Department of Cardiology, Himeji Cardiovascular Center, Himeji, Japan.
Heart Vessels. 2019 Mar;34(3):452-461. doi: 10.1007/s00380-018-1261-y. Epub 2018 Sep 20.
Palliative care for end-stage heart failure should be provided by a multidisciplinary team. However, the influence of each occupational category on patients receiving palliative care for end-stage heart failure remains unclear. Thus, this study investigated the relationships between palliative care conferences and positive outcomes of palliative care for end-stage heart failure patients. We sent questionnaires to all cardiology training hospitals authorized by the Japanese Circulation Society (n = 1004); of these, responses from the directors at 554 institutions were analyzed. We divided the responding institutions into two groups according to their implementation of palliative care conferences for patients with end-stage heart failure. The institutions that had held such conferences (n = 223) had a larger number of hospital beds, beds in the cardiovascular department, and patients admitted to the cardiovascular department, compared with institutions that had not held these conferences (n = 321). The usage rates of opioids, non-steroidal anti-inflammatory drugs, and sedatives were significantly higher in institutions that held these conferences. Multivariate analysis revealed that nutritionists and medical social workers had greater involvement in the improvement of mental symptoms and ensuring that patients could stay where they wished, respectively. The presence of palliative care physicians, physical therapists, or pharmacists was associated with multiple positive outcomes. This study indicated that there are possible associations between palliative care conferences and positive outcomes when performing palliative care for patients with end-stage heart failure.

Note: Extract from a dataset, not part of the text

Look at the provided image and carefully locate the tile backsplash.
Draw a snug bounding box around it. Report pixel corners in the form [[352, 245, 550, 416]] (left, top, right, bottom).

晚期心力衰竭的姑息治疗应由多学科团队提供。然而,各职业类别对接受晚期心力衰竭姑息治疗患者的影响尚不清楚。因此,本研究调查了姑息治疗会议与晚期心力衰竭患者姑息治疗积极结果之间的关系。我们向日本循环学会授权的所有心脏病学培训医院(n = 1004)发送了问卷;其中,对554家机构主任的回复进行了分析。我们根据是否为晚期心力衰竭患者举办姑息治疗会议,将回复机构分为两组。与未举办此类会议的机构(n = 321)相比,举办过此类会议的机构(n = 223)拥有更多的病床、心血管科病床以及心血管科收治的患者。举办这些会议的机构中阿片类药物、非甾体抗炎药和镇静剂的使用率显著更高。多变量分析显示,营养师和医务社会工作者分别在改善精神症状和确保患者能够在其希望的地方停留方面有更大的参与度。姑息治疗医生、物理治疗师或药剂师的存在与多个积极结果相关。本研究表明,在对晚期心力衰竭患者进行姑息治疗时,姑息治疗会议与积极结果之间可能存在关联。